I get the feeling that VW was holding himself in on this one - that energy being somehow contained, which in itself adds a kind of tension. It's a very edgy piece. There's no sense of a programme here, unlike the first three symphonies. So the music develops simply as music, according to its own logic, without the sudden almost wilful accumulation of melodic ideas in the earlier pieces.

The scherzo is more than a bit Job-ish, with hints of Satan dancing around and about, but nothing else sounds obviously like something you've heard elsewhere.

Michael Kennedy in some notes on the symphony refers to VW's towering rages, as reflected in the music. I found that an interesting phrase. What makes anger towering as opposed to petty if not infantile? Can anger be big? generous? sort of impersonal? liberating? For too many of us anger is something small and skulking and sullen and scowling.

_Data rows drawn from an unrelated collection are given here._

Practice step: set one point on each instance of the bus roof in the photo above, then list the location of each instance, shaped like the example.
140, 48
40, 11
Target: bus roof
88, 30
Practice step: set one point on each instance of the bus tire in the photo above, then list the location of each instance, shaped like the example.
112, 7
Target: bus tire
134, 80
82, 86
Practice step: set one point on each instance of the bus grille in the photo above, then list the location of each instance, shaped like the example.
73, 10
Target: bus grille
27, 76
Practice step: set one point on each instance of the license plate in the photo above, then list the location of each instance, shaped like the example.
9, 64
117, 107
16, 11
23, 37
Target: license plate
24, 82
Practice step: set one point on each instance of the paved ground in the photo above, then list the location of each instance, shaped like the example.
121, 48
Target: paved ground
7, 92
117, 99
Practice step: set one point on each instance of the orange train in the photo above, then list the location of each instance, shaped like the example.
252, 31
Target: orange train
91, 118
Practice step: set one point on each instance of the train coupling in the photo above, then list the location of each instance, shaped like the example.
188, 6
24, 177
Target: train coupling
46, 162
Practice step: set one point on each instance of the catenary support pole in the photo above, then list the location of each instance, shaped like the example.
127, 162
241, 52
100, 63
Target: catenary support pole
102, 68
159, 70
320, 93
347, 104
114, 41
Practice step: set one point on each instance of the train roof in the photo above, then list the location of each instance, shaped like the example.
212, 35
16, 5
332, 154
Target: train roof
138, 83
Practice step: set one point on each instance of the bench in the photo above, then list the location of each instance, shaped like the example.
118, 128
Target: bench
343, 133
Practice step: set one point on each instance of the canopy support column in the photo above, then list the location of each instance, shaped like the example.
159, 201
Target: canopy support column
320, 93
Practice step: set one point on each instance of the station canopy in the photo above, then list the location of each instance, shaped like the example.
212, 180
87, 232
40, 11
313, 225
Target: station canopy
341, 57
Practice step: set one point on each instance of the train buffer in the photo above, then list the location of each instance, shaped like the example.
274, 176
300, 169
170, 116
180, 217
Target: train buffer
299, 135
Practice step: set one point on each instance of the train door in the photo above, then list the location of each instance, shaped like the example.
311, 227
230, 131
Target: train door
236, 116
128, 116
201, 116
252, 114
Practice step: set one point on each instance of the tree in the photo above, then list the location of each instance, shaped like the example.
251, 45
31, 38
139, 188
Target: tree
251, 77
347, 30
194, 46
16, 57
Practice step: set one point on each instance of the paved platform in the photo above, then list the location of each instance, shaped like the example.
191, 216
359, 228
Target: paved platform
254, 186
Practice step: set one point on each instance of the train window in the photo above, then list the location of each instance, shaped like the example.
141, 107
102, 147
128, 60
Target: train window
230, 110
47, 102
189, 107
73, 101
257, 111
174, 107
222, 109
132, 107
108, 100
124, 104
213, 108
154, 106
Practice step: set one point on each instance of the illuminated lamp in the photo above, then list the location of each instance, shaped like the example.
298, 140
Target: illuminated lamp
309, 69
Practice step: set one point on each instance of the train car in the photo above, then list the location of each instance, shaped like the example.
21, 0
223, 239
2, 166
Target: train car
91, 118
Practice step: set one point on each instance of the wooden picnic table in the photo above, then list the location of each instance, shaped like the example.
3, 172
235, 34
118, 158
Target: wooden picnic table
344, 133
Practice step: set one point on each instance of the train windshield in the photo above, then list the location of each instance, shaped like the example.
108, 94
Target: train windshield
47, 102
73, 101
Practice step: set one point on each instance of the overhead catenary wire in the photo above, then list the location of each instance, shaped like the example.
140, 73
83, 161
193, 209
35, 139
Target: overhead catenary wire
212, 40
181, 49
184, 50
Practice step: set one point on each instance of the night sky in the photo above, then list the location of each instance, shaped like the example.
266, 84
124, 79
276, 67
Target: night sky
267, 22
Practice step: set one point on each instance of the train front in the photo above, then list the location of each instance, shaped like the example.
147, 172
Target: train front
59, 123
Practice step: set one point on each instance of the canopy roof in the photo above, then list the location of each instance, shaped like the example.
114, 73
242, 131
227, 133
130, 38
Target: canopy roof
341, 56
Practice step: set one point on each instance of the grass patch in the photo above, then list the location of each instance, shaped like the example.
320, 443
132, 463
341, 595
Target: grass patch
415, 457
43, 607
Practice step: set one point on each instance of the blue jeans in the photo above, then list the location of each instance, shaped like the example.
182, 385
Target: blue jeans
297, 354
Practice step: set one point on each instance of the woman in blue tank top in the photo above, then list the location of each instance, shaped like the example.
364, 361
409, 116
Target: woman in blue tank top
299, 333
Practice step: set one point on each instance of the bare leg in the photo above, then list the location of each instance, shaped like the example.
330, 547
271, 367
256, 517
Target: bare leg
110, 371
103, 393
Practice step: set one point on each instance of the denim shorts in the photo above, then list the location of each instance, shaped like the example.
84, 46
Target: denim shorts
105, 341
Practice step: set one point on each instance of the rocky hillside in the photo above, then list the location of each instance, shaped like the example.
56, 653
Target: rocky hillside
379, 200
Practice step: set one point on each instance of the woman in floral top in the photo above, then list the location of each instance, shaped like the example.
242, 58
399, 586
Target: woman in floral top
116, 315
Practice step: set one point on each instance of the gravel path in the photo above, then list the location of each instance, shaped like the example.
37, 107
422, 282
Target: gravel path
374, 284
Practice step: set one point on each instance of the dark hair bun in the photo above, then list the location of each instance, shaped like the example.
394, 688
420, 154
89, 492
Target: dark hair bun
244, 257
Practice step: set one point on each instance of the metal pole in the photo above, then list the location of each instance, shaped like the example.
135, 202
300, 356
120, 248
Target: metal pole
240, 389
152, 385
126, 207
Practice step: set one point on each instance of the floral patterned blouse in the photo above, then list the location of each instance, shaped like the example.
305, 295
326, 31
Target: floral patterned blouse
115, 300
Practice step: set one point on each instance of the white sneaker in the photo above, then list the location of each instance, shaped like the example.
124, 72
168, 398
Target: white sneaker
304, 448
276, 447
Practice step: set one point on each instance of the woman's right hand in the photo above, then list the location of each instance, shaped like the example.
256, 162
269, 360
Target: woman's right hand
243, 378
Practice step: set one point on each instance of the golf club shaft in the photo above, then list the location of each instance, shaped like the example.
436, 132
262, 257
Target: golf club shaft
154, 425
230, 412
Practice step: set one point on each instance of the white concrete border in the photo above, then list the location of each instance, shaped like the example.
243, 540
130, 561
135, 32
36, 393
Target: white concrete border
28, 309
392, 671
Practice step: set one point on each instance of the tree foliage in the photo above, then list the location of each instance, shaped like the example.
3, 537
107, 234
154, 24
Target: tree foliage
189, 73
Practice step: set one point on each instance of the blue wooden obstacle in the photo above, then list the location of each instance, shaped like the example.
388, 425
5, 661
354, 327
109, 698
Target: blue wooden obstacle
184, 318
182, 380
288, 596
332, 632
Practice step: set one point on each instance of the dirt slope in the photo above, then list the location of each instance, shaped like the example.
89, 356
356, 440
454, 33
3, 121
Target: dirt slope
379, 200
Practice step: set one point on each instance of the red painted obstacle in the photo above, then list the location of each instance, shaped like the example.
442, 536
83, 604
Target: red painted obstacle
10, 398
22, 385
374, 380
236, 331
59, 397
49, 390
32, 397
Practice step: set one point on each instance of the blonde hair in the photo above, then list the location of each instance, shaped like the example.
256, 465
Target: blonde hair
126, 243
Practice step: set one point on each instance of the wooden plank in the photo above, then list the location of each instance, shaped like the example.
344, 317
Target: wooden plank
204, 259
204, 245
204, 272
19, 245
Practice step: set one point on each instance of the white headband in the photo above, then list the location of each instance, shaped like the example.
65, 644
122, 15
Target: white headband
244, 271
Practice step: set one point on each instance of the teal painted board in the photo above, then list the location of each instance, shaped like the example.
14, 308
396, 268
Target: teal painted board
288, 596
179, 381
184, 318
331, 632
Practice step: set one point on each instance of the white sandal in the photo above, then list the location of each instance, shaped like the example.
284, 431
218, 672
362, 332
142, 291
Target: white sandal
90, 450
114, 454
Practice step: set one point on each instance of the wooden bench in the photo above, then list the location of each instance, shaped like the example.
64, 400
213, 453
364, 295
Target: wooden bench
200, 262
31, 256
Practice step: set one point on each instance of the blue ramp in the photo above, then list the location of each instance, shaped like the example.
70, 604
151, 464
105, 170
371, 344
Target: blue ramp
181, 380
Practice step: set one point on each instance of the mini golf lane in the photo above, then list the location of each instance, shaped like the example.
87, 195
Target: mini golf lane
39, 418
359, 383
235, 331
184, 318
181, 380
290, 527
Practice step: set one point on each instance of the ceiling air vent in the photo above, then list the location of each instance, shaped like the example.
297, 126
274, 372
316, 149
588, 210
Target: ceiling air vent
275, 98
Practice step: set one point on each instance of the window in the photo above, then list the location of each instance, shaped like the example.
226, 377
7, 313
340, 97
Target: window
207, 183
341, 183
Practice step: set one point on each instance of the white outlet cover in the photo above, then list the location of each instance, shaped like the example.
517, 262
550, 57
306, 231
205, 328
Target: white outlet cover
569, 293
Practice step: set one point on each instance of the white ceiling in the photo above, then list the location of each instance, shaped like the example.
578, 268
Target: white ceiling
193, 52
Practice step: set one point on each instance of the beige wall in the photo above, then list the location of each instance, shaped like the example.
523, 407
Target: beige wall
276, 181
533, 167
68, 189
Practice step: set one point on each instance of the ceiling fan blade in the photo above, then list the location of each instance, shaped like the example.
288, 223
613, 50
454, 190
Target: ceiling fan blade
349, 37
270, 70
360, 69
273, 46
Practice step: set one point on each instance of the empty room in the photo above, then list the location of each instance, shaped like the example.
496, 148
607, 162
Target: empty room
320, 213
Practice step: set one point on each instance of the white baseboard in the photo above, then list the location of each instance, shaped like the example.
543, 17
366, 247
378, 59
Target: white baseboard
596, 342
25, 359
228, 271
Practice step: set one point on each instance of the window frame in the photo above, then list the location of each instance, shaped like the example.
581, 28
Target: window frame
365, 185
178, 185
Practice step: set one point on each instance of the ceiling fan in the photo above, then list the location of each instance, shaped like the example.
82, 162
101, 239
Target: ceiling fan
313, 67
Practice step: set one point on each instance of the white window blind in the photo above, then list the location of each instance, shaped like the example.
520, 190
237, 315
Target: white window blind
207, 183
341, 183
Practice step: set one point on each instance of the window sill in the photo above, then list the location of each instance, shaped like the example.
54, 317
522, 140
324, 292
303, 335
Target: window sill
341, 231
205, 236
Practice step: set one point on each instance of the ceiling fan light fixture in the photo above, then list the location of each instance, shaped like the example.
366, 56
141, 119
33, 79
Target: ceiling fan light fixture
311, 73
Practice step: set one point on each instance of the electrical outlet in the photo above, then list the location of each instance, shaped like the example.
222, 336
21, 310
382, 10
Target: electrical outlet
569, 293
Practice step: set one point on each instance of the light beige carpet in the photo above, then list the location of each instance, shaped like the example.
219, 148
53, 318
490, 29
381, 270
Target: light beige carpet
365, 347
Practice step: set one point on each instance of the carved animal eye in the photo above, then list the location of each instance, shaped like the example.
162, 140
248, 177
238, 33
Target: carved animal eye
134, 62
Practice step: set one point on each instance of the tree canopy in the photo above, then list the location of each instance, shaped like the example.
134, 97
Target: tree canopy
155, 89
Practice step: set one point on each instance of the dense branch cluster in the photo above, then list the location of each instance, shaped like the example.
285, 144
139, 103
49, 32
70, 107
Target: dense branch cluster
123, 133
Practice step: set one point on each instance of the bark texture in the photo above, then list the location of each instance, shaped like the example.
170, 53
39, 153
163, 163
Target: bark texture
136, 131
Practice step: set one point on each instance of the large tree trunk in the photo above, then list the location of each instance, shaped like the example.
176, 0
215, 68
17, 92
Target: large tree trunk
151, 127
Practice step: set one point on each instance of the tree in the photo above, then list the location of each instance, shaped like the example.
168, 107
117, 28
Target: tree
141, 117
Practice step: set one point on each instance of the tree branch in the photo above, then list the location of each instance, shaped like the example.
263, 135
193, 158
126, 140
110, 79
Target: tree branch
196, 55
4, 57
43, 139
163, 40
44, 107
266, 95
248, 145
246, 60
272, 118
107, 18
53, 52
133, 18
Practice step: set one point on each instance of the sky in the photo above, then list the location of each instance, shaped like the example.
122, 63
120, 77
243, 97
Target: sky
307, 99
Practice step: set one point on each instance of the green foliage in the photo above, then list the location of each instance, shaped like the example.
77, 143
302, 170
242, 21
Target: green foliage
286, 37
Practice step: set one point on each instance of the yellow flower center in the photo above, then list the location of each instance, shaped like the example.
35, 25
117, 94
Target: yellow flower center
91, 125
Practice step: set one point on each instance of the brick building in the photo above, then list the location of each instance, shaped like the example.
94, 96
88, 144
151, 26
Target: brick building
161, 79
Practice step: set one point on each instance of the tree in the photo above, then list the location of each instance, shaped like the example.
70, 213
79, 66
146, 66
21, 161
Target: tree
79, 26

Whatever happened to wrath?

1 comment:

Anonymous said...

I tend to think that the way we describe anger has a lot to do with the physical environment.

A mountainous calm has a lot to do with heights that don't move much and don't generate landslides and avalanches. A towering rage, surely, must have a lot to do with the traditional appearance of a formation of cumulonimbus 'anvils', tall dark clouds presaging a terrible few days of lashing winds and rain.

I've seen every kind of cloud in England, sometimes with more than one kind of rain.

Then again, it might have to do with the kind of invective used. A blistering rage is one that uses satire and sarcasm, with which the bards of old raised carbuncles upon the faces of the subjects of their poetry. A towering rage would be one that builds mountains out of molehills, then.